Vicious Crocodilus Malware Has Evolved And It's Bad News For Android Users

crocodilus malware hero
Crocodilus, a relatively new banking trojan targeting Android devices, is continuing to evolve since it was first spotted back in March by the Mobile Threat Intelligence team at Threat Fabric. The improvements aim to make the malware harder to detect alongside adding new features. Additionally, the threat actors that are deploying this malware have started to expand to other parts of the globe.

If malware makers want their wares to remain viable, then it needs to be difficult to detect. The developers behind Crocodilus did just that with its latest variant. Its payload has received a bump to its XDR encryption, while extraneous code has been tossed in for good measure to make it more difficult to reverse engineer. Moreover, it now uses a technique called code packing, which uses compression as well as encryption to obfuscate its file signature.

crocodilus malware body1

However, the changes to the malware have gone beyond just making it harder to detect. It has some new features that make it more capable, too. One of the new features is the ability to make changes to the victim’s contacts, which the researchers believe is used by attackers to add an entry such as “Bank Support” to help with fooling victims into thinking it’s legitimate outreach from a bank. Its ability to scan for and find cryptocurrency seed phrases and private keys has also been enhanced with better parsers.

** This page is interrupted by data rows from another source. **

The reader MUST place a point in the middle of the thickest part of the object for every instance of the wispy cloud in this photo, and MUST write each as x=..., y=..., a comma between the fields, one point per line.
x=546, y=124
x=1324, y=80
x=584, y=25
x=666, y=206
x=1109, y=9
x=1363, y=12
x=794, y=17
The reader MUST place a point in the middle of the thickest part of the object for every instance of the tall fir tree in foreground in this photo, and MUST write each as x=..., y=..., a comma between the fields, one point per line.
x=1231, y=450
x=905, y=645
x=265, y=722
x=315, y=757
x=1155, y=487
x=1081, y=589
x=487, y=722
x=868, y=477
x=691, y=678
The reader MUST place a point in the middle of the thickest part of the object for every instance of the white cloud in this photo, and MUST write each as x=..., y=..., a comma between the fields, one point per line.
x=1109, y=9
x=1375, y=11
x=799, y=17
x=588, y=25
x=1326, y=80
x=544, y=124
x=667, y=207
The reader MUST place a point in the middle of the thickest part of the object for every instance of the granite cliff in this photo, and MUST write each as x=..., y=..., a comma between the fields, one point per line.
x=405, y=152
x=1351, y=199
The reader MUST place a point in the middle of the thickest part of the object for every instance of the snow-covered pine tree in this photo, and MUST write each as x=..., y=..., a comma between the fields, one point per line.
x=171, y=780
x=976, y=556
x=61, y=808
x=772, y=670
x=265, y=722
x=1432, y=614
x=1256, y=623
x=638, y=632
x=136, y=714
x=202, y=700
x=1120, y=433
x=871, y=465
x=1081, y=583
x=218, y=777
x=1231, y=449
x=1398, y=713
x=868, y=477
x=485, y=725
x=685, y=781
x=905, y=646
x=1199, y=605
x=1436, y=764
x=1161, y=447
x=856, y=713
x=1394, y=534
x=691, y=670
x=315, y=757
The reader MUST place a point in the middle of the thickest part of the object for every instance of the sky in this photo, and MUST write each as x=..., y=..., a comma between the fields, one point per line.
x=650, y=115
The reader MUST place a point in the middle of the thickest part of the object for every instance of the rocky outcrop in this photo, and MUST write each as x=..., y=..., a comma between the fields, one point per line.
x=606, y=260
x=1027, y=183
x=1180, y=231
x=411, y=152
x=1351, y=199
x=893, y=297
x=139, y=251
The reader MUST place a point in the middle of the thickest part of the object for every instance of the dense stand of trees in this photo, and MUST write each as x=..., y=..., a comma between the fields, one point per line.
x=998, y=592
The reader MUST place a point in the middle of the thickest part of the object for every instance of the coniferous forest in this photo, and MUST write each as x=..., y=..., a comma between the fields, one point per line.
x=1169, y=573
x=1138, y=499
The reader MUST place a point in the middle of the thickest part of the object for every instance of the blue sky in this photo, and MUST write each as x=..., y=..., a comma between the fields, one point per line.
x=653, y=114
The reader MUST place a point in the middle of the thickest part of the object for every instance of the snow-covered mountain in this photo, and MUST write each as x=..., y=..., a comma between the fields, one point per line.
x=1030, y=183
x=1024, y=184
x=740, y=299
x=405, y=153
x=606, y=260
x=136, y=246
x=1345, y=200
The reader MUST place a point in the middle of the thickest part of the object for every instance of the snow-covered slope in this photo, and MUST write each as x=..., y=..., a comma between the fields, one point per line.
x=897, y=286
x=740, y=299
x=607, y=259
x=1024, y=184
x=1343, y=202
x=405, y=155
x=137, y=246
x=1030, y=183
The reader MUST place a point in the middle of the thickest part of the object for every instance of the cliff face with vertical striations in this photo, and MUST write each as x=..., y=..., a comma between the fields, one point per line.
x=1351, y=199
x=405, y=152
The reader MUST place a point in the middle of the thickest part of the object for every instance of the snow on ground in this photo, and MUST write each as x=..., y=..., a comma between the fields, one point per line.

While Crocodius was first used to target victims in Turkey, its reach has now spread to several other countries. The threat researchers have found campaigns involving this malware across the globe, including countries in Europe, North America and South America. Although the campaigns outside of Turkey have been much smaller in scale. Threat actors have also been leveraging ads on Facebook to spread Crocodilus.

Malware these days often spreads through ad campaigns, directing victims to websites controlled by attackers. So users should avoid installing apps from unknown sources and stick to the Google Play Store, or risk having their bank accounts or cryptocurrency wallets emptied.